/mlflow-postgres-minio

Automatic setup and deploy a MLflow server

Primary LanguagePython

MLflow Server Automatic Setup

Short description


Automatic setup and deploy a MLflow server. This includes:

  • A MLflow server
  • A Postgres database to store MLflow metadata, such as:
    • experiment data;
    • run data;
    • model registry data.
  • Minio, an open-source object storage system, to store and retrieve large files, such as:
    • model artifacts;
    • data sets.

Pre-requisites


Ubuntu with the following installed:

You could use WSL2 on a Windows machine, as an alternative to an Ubuntu machine.

Setup your machine (local or remote server)


1. Install pyenv

Pyenv is used with MLflow to manage different Python versions and packages in isolated environments.

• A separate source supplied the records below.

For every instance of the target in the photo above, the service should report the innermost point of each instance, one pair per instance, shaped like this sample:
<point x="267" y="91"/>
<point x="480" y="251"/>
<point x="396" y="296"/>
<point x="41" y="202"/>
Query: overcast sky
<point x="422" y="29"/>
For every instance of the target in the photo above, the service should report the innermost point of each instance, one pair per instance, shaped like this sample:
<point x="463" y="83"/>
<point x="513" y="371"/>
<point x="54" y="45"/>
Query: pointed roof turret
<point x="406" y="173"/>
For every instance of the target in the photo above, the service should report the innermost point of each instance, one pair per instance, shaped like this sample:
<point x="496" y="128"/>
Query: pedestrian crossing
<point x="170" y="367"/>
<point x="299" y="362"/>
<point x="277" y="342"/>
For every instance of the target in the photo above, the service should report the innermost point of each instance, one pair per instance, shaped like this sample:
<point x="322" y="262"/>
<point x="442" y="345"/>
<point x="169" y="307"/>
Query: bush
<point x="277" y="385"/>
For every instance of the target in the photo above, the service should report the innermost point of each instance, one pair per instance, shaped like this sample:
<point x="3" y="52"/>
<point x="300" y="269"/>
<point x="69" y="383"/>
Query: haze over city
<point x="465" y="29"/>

  • Remove previous installations (optional):
    rm -rf ~/.pyenv
  • Install any necessary package:
    sudo apt-get update -y
    sudo apt-get install -y make build-essential libssl-dev zlib1g-dev libbz2-dev libreadline-dev libsqlite3-dev wget curl llvm libncursesw5-dev xz-utils tk-dev libxml2-dev libxmlsec1-dev libffi-dev liblzma-dev
  • Automatic install pyenv:
    curl https://pyenv.run | bash
  • Edit the ~/.bashrc file to recognize pyenv
    sudo nano ~/.bashrc
  • And copy/paste the following line into the end of the file:
    # Config for PyEnv
    export PYENV_ROOT="$HOME/.pyenv"
    export PATH="$PYENV_ROOT/bin:$PATH"
    eval "$(pyenv init --path)"
  • Save/close (Crtl-X > y > Enter), and then refresh the ~/.bashrc file:
    source ~/.bashrc

2. Create an MLflow environment:

  • Create and activate your MLflow experiment environment:
    conda create -n mlflow_env python=3.10
    conda activate mlflow_env
    pip install pandas scikit-learn mlflow[extras]
  • Add these to the environment; edit to your own preferred secrets:
    export AWS_ACCESS_KEY_ID=minio
    export AWS_SECRET_ACCESS_KEY=minio123
    export MLFLOW_S3_ENDPOINT_URL=http://localhost:9000

3. Launch Docker Containers

  • Clone this repo and navigate inside:

    git clone https://github.com/pandego/mlflow-postgres-minio.git
    cd ./mlflow-postgres-minio
  • Edit default.env to your own preferred secrets:

  • Launch the docker-compose command to build and start all containers needed for the MLflow service:

    docker compose --env-file default.env up -d --build
  • Give it a few minutes and once docker-compose is finished, check the containers health:

    docker ps
  • You should see something like this:

    Healthy Containers

  • You should also be able to navigate to:

That's it! 🥳 You can now start using MLflow!

Run a MLflow Pipeline


1. Train and register a ML model

  • From your previously created MLflow environment, mlflow_env, simply run the example provided in this repo:
    python ./wine_quality_example/wine_quality_example.py

2. Serve the previously trained model

Option 1: Use a local conda environment with mlflow

  • From your previously created MLflow environment, mlflow_env, serve the model by running the following command, replacing the <full_path> for your own:

    mlflow models serve -m <full_path> -h 127.0.0.1 -p 1234 --timeout 0 

    You just have to replace <full_path> by the full path to your model artifact as provided in the MLFlow web UI.
    Full Path in MLflow

  • Let it run, it should look like this:

    Model Serve Output

Option 2: Build and Run a containerized API

Mlflow also allows you to build a dockerized API based on a model stored in one of your runs.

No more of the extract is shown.